Baca artikel IDN Times lainnya di IDN App
For
You

10 Tahun Jokowi: Antara UU Cipta Kerja dan Gelombang PHK

Presiden Jokowi Resmikan Lumbung Pangan Berbasis Mangga dan Taksi Alsinta di Kabupaten Gresik (dok. Sekretariat Presiden)

Jakarta, IDN Times - Undang-Undang (UU) nomor 2 tahun 2022 tentang Cipta Kerja merupakan salah satu produk hukum pemerintahan Presiden Joko “Jokowi” Widodo yang dibuat dengan skema omnibus law.

UU itu sebenarnya disahkan pada 5 Oktober 2020. Namun, pada 25 November 2021, Mahkamah Konstitusi (MK) menyatakan UU itu inskonstitusional bersyarat dan cacat formil.

MK memberikan jangka waktu dua tahun untuk memperbaiki UU tersebut. Aksi pemerintah untuk menyelamatkan UU itu tak habis. Pada 30 Desember 2022, Jokowi meneken Peraturan Pemerintah Pengganti Undang-Undang (Perppu). Perppu itu disahkan lagi menjadi UU pada 21 Maret 2023 meski menuai kontroversi.
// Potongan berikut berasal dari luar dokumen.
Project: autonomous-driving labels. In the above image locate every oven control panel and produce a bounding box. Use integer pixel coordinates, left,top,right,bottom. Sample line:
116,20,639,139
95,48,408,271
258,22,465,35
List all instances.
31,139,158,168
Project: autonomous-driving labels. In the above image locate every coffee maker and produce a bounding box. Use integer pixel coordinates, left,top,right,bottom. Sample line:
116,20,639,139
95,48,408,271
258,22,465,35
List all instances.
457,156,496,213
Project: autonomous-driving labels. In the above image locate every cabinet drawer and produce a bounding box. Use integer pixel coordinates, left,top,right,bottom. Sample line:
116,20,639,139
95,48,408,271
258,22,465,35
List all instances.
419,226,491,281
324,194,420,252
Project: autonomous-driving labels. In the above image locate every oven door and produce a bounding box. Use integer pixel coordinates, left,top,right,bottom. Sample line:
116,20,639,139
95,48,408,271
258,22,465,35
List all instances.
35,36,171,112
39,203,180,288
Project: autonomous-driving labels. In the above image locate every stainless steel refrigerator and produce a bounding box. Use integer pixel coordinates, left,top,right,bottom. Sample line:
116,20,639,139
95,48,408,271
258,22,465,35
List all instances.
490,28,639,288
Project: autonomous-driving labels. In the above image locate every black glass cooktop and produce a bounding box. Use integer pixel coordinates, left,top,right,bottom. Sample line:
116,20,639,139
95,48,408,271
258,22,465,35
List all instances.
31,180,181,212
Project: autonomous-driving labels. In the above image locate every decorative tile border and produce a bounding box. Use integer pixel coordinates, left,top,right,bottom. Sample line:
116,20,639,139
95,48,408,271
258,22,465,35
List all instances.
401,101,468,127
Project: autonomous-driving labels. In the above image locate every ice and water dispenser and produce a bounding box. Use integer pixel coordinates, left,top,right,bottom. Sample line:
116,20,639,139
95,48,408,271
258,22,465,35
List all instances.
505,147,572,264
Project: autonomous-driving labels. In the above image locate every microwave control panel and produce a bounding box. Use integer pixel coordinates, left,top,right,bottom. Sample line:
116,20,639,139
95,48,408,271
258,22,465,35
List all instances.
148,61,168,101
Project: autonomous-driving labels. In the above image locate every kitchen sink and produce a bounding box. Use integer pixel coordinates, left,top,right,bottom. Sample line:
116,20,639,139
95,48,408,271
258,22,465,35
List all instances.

1. Digadang-gadang Jokowi bakal ciptakan lapangan pekerjaan

Penjabat (Pj) Gubernur Jawa Timur Adhy Karyono mendampingi Presiden Joko Widodo meresmikan produksi pabrik pengolahan hasil tambang (smelter) PT Freeport Indonesia (PTFI) di Kabupaten Gresik, Senin (23/9). (dok. Humas Pemprov Jatim)

Pada 20 Oktober 2019, yakni pada pidato pelantikannya, Jokowi mengatakan UU Cipta Kerja akan menangani tumpang tindih regulasi yang menghambat investasi dan pertumbuhan lapangan pekerjaan.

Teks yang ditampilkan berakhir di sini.